Danke für den Link zur Spoho-Seite. Während der Studienzeit habe ich in Köln dort im Wohnheim (Turm) im 18. Stock gewohnt.

Werde mal ein Bild von mir auf dem Bike machen ein bisschen messen und dann mal den theoretischen IST-Zustand ermitteln.

Im Moment fühle ich mich nämlich ganz wohl auf dem Bike. Auf einer normalen Auf- und Ab-Endurotour hab ich kaum irgendwo Probleme.
Nur bei längeren Fahrten im Flachen ist der Nacken nicht begeistert. 

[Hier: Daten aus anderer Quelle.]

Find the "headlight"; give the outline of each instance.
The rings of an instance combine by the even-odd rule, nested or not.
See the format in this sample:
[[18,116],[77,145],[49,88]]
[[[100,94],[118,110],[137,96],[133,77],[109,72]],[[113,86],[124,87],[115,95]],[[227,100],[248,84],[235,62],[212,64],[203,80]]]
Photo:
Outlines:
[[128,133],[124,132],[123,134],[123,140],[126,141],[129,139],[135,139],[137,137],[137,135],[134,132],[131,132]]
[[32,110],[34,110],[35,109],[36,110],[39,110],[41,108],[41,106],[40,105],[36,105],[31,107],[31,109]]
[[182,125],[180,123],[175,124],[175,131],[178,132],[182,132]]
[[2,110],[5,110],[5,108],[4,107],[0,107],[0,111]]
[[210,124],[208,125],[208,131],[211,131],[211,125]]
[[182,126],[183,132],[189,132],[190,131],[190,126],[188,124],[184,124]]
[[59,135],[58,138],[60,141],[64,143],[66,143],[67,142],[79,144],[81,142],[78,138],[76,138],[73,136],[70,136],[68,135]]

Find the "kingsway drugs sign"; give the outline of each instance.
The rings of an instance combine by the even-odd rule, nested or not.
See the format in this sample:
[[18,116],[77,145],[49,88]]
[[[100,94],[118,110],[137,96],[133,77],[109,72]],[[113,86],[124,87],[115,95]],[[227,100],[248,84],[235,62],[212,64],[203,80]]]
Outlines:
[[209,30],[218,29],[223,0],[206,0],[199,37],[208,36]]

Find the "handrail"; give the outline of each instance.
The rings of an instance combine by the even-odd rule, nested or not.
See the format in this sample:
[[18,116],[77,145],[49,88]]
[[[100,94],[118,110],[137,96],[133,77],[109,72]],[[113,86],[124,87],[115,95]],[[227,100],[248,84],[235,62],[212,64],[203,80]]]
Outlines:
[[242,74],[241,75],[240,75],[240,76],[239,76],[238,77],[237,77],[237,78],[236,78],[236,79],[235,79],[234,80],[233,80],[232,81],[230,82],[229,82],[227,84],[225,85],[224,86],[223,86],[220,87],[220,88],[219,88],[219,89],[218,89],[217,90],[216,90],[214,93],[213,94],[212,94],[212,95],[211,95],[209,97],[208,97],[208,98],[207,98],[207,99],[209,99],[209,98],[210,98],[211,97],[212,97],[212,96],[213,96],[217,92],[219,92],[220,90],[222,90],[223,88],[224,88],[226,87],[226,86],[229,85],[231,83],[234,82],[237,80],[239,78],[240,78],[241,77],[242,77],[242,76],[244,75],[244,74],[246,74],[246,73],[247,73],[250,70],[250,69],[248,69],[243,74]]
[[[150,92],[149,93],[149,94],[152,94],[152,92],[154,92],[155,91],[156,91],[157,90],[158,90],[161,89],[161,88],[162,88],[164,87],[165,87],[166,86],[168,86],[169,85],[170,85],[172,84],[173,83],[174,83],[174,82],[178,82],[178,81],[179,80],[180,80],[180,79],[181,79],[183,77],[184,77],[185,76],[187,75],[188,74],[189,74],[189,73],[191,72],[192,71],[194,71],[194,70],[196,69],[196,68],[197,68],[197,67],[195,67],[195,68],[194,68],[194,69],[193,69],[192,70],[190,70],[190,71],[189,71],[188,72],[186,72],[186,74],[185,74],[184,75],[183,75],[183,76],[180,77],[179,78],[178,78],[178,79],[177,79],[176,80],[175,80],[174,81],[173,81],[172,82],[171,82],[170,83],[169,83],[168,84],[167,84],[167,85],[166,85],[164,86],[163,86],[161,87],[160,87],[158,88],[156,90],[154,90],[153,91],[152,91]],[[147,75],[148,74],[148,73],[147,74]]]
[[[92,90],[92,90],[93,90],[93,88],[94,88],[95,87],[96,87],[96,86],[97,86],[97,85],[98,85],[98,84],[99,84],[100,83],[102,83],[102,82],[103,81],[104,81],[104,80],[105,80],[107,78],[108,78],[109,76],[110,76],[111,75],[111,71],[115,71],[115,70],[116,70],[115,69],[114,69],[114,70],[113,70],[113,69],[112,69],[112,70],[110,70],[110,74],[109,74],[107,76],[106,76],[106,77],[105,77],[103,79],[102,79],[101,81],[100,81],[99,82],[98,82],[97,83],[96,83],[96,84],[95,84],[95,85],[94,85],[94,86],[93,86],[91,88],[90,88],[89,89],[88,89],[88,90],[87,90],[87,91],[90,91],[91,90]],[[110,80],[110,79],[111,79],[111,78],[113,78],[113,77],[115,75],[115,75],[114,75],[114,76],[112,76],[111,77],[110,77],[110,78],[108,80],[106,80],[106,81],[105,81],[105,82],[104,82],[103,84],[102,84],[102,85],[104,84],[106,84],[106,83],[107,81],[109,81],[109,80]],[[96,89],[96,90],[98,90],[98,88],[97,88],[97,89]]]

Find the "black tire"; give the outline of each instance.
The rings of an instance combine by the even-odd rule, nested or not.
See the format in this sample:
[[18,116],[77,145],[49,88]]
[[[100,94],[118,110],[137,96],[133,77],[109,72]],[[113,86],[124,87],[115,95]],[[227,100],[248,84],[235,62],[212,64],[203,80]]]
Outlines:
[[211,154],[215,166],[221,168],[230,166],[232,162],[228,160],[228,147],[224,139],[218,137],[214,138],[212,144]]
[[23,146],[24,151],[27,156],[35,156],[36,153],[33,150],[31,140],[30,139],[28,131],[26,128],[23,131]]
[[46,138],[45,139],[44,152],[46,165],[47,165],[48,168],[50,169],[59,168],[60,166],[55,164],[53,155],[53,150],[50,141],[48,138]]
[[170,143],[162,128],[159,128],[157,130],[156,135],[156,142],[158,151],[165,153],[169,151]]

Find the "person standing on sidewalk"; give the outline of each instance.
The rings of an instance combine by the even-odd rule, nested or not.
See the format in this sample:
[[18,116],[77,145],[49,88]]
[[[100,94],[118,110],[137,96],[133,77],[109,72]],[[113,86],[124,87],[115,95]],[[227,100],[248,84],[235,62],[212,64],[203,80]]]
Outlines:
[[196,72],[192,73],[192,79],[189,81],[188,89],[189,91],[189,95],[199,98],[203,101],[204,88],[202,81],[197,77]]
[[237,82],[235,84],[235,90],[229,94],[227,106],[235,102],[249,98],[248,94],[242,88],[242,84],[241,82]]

Das ist aber vermutlich ein altbekanntes und schwierig abzustellendes Problem, wenn man nicht unbedingt einen Lenker mit 10cm "Rise" oder einen Riesen-Spacerturm unterm Vorbau fahren will...meiner ist mit 3,5 cm schon ziemlich hoch für ein AM/Enduro - Bike.

Keep on Ridin´

Andreas


----------



## Dr_Stone (5. März 2012)

kalkhoffpink schrieb:


> Das ist aber vermutlich ein altbekanntes und schwierig abzustellendes Problem, *wenn man nicht unbedingt einen Lenker mit 10cm "Rise" oder einen Riesen-Spacerturm unterm Vorbau fahren will...*meiner ist mit 3,5 cm schon ziemlich hoch für ein AM/Enduro - Bike.



Mit dem kürzeren Vorbau wird's auch schon besser.
Aber für eine perfekte Ergonomie ist das Internet keine gute Basis. 
Wobei Bilder es natürlich enorm erleichtern. Aber nur, wenn man weiss, wie man dafür auf dem Rad sitzen muss.


----------



## MTB-News.de




----------



## dirty sam (5. März 2012)

kalkhoffpink schrieb:


> Im Moment fühle ich mich nämlich ganz wohl auf dem Bike. Auf einer normalen Auf- und Ab-Endurotour hab ich kaum irgendwo Probleme.
> Nur bei längeren Fahrten im Flachen ist der Nacken nicht begeistert.
> Andreas



Moin !

Tja, Nackenschmerzen. Die kommen nicht zuletzt dann, wenn die Nackenmuskulatur nicht den Trainingszustnad hat, den Kopf über einen längeren Zeitraum bei nach vorn geneigtem Körper in einer aufrechten Position zu halten.

Bei einer einfachen Betrachtung könnte man auf zwei Lösungsansätze kommen. Die erste ist eine aufrechte(re) Sitzposition. Die andere ein Training der geforderten Muskulatur.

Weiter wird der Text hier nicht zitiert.